Hybrid Search in Oracle AI Database 26ai — Combining SQL and Semantic Queries

Oracle AI Database 26ai hybrid search combining VECTOR_DISTANCE 
semantic similarity with SQL WHERE filters in a single execution 
plan — no separate round trip required

We had a support tool prototype running vector search against an Oracle error knowledge base. Pure semantic search — query comes in, top five similar errors come back. Worked well in testing. In production, the first complaint arrived within a week: “It keeps returning memory errors when I search for connection problems — they are showing up as semantically close even though they are completely different categories.”
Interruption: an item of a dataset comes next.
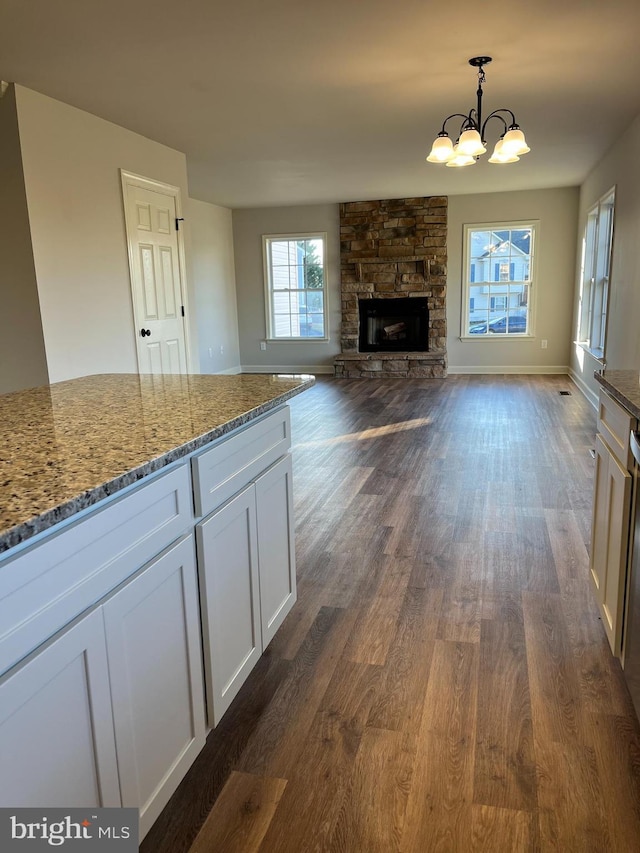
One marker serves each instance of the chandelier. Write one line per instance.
(470, 143)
This is series of post starting with Oracle 23ai — Why Oracle Calls It The AI Database

The problem was not the embeddings. The problem was that pure vector similarity has no concept of business context. Semantic distance alone does not know that a DBA searching for connectivity errors does not want memory errors in the results, even if those errors share some linguistic proximity in their descriptions.
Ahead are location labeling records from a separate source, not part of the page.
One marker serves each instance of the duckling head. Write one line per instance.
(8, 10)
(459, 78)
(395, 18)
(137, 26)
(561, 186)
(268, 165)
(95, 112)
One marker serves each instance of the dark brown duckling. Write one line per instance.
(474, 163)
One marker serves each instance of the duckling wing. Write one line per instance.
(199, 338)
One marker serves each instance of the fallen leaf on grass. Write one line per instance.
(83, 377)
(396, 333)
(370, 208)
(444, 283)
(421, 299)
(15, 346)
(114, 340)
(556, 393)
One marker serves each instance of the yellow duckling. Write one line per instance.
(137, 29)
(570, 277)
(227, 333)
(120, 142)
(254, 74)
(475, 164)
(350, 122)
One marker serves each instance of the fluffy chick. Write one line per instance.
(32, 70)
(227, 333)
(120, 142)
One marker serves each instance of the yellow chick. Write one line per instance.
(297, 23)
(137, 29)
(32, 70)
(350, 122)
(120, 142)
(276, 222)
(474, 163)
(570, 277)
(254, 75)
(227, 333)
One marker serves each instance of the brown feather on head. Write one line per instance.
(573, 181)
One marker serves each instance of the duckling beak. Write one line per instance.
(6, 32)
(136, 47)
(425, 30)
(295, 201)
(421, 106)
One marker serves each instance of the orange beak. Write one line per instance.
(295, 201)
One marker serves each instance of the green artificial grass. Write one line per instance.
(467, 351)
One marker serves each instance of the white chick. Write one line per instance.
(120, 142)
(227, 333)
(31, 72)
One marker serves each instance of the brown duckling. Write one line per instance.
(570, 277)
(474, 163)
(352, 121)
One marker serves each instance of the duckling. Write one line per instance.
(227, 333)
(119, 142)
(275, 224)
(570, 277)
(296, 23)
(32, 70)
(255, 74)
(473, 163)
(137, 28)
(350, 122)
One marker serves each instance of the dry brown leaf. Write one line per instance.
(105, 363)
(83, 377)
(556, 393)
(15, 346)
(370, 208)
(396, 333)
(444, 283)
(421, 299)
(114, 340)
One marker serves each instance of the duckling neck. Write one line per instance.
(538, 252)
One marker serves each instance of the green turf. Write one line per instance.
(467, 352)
That is exactly the problem hybrid search solves. Combine semantic similarity with relational filters — find the most semantically relevant results, but only within the correct category, and only above a severity threshold. One SQL query. No application-side filtering. No second round trip to a relational database.
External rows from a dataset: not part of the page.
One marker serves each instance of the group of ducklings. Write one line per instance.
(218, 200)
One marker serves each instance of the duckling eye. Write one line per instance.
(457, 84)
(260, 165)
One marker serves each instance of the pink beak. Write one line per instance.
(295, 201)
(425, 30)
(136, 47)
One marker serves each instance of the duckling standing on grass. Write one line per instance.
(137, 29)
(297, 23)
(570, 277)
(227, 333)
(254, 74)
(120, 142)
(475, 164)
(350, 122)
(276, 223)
This is where Oracle AI Database 26ai’s native SQL integration delivers its biggest practical advantage over standalone vector databases.

Environment: Oracle AI Database 26ai Free Developer Release on-premises. We expand the ora_errors dataset from Posts 2 and 3 with two additional relational columns — error_category and severity_level.

All SQL in this post was tested on Oracle AI Database 26ai Enterprise Edition Release 23.26.1.2.0 - Production

Step 1 — Rebuild ora_errors with Relational Columns

CREATE TABLE ora_errors (
    error_id       NUMBER GENERATED ALWAYS AS IDENTITY PRIMARY KEY,
    error_code     VARCHAR2(20)   NOT NULL,
    error_title    VARCHAR2(200)  NOT NULL,
    description    VARCHAR2(1000) NOT NULL,
    error_category VARCHAR2(50)   NOT NULL,
    severity_level VARCHAR2(20)   NOT NULL,
    embedding      VECTOR(8, FLOAT32)
);

Two new columns:

  • error_category — Memory, Space, Locking, Connectivity, Schema
  • severity_level — Critical, High, Medium

These are the relational filter dimensions we will combine with semantic similarity in the hybrid queries.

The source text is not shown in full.